Cleaning Up from the Last Guy

It’s inevitable, really, as we move through our careers we won’t just be joining teams but replacing people and taking over their previous duties. We also have a tendency to blame many things about the infrastructure on the last guy who ran it. In my duties as a sysadmin and technical account manager I’ve had the very recent opportunity to “pick up the pieces” from two very different situations and administrators in a very short period.

Our client has had several admins in a short period of time (a year or so) and as a result of some poor decisions by those guys along with some terrible documentation we’ve found their environment was essentially crumbling from the inside. When I came on I found three systems with already failed drives, all of our documentation was missing several systems (physical and virtual), access to each system was non-standard (at least it was for the Linux systems) and at least a few devices we have no detail or access information for at all.

This situation was hardly a surprise, the company had fired their previous sysadmin several months prior and hired a new guy just a few days before I was assigned to the account. The physical infrastructure was a mess, to say the least. Once we’ve cleaned up the remaining cabling I’ll be posting another article showing the difference, despite their racks having no space for cable management. Their power distribution units were overloaded, some key parts of the infrastructure weren’t redundant at all.

While we’re in the middle of working on this, our own company’s Senior Sysadmin decided it was time to move on in his career and many of his responsibilities were transferred to me. This appears to have been an almost completely different experience — the vast majority of our environment is documented, we don’t have standard passwords but there are standardized access groups between different systems which were formally handed off, and current/planned projects were also handed off in a formally documented manner. I have little doubt that if anything fails either I or my manager has the access details needed to log in, and that our documentation has enough detail that I can begin working on the issue.

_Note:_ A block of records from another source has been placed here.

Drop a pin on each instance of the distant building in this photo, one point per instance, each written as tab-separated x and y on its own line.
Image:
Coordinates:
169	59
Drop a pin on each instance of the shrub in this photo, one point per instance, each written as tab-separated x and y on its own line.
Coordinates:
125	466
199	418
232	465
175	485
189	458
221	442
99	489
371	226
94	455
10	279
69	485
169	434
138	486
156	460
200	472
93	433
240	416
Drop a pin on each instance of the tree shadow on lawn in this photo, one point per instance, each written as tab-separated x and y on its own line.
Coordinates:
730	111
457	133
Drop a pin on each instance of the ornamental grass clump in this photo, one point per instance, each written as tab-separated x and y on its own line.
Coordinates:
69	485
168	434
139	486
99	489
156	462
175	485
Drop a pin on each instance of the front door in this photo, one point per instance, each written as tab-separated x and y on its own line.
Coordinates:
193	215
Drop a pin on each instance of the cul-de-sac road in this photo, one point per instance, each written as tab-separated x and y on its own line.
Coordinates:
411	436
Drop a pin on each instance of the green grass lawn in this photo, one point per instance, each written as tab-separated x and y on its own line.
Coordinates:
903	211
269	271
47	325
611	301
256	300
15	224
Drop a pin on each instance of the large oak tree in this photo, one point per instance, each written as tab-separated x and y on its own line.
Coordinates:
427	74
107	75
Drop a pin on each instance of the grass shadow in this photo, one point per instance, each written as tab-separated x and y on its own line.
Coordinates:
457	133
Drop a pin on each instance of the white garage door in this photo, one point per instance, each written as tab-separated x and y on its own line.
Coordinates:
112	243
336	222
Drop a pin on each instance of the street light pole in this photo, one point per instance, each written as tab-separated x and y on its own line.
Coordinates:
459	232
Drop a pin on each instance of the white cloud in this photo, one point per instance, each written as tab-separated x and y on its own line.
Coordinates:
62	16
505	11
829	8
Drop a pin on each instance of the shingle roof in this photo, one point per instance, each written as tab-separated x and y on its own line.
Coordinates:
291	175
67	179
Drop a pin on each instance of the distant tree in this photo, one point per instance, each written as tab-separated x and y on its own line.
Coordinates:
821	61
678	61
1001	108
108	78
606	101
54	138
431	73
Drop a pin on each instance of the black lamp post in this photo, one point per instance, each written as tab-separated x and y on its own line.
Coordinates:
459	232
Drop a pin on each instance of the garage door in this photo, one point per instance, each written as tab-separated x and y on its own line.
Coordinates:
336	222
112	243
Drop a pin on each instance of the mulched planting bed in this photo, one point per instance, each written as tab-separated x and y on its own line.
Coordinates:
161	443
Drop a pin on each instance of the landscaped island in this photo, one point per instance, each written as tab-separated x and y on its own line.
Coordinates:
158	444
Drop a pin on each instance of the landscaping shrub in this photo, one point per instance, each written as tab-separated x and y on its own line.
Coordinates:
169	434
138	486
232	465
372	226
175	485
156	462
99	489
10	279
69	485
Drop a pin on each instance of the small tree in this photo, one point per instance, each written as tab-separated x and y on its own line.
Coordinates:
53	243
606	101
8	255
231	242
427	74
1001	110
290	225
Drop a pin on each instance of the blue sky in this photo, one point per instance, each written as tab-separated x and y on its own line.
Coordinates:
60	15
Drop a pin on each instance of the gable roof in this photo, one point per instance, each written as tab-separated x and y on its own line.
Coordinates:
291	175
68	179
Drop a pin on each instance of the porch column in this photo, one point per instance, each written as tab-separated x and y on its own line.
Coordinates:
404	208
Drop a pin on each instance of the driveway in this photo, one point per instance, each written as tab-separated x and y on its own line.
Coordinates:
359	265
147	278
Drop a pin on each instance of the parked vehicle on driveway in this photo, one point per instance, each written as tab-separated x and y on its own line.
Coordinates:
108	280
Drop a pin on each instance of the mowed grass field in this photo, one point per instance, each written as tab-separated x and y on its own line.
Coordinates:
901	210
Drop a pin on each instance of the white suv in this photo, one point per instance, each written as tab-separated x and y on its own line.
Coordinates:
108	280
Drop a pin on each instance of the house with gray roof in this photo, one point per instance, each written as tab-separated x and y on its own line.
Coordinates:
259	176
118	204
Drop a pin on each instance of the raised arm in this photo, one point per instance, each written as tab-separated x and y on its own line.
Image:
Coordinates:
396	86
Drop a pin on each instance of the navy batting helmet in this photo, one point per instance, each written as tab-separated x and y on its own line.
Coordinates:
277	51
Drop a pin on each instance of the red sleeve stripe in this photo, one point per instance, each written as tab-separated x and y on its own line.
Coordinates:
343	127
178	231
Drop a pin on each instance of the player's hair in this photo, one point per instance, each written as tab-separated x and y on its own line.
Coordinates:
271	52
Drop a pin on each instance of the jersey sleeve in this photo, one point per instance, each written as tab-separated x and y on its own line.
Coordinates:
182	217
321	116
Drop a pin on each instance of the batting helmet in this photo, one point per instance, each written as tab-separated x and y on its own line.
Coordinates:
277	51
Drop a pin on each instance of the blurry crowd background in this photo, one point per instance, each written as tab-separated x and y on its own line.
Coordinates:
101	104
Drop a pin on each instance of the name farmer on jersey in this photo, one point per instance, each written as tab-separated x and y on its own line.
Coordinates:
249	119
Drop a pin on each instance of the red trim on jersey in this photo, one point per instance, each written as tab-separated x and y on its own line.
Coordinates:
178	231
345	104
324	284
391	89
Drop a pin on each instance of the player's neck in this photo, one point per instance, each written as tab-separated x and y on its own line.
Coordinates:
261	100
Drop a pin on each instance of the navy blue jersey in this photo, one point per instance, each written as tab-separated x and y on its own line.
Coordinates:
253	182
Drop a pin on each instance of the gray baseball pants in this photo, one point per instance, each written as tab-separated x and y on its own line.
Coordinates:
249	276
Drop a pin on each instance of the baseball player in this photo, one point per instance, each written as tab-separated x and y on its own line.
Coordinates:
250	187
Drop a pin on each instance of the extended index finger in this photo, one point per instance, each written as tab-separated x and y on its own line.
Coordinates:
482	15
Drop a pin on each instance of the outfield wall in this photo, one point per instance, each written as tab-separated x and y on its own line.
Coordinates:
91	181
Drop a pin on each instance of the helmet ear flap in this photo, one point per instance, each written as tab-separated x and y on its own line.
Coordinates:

Again, this was barely a surprise. This was an admin who kept detailed notes on just about everything. He grew frustrated if any of the techs (or customers, for that matter) broke the cabling convention, much less broke the cable management system he had designed for them. The physical infrastructure is certainly aging, but there are projects in place to replace it and either a good backup that we can restore from if necessary or notes on how the systems are configured that we can rebuild from scratch if it comes to that.

As a relatively new admin gaining much-needed experience, this entire situation has been an eye-opener. The idea of clean-as-you-go (or rather, document as you go) is a grand one. Maintaining a well-documented environment is a key component of being invaluable. Many admins have this notion that if they keep everything a secret then they’ll ensure their own job security — this is true, but only in a limited capacity. If that is your only grasp on job security, that tells me you’re not that good at your job and should probably be replaced anyway. On the other hand, if you have a properly documented environment then 1) you can take vacations and trust you won’t get called because something trivial broke, and 2) the guy who follows you, whether you left voluntarily or by force (or joins your team as it expands) won’t be bad-mouthing you to all of your co-workers and other parts of the local administrative community.